Bake Expressions
You can easily Bake* the expressions to replace them by keyframes and improve the performance.
- Select the properties with the expressions.
- Click the Bake Expressions button.
You can [Shift] + [Click]
the Bake Expressions button to adjust the options.
- The Smart Mode creates less keyframes and uses Bézier interpolation* to generate an animation as close as possible of the original animation as computed by the expression.
The resulting animation may be a bit different compared to the expression, but its much easier to edit and customize later.
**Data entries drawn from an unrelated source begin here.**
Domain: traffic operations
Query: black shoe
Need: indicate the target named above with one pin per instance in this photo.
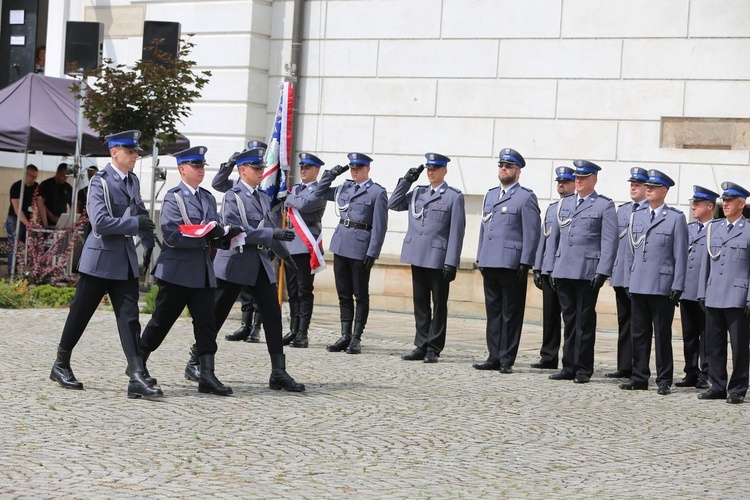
(735, 399)
(62, 373)
(545, 365)
(689, 381)
(487, 365)
(416, 355)
(431, 357)
(634, 386)
(712, 394)
(280, 379)
(208, 383)
(663, 390)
It’s also much lighter once exported to HTML/JS/CSS animation, like Lottie/Bodymovin for example. - The Precise Mode (a.k.a. dumb mode) creates much more keyframes, up to one per frame, but generates the exact same animation as the original one as computed by the expression.
Note
After Effects can natively bake expressions, with the Animation / Keyframe Assistant / Conver expression to keyframes
tool, but it always adds one keyframe per frame.
Even with the Precise Mode, Duik is a bit smarter than that, as it only adds necessary keyframes (it adds keyframes if and only if there’s an actual movement). Duik can also optionaly create more keyframes than that, which may be needed for a cleaner motion blur, or less, if it’s fine for you to use interpolations in between.
With both modes, you can adjust the Precision value to change the number of resulting keyframes.
A higher value will create more keyframes (adding keyframes in between actual frames with the Precise mode, useful for a cleaner motion blur) and increase the precision and fidelity of the animation compared to the original expression.
Warning
Be careful, the Precision is a sensitive value. Don’t raise it too much!
Tip
With the Precise mode, a value lower than 1.0
will create less keyframes than one per frame.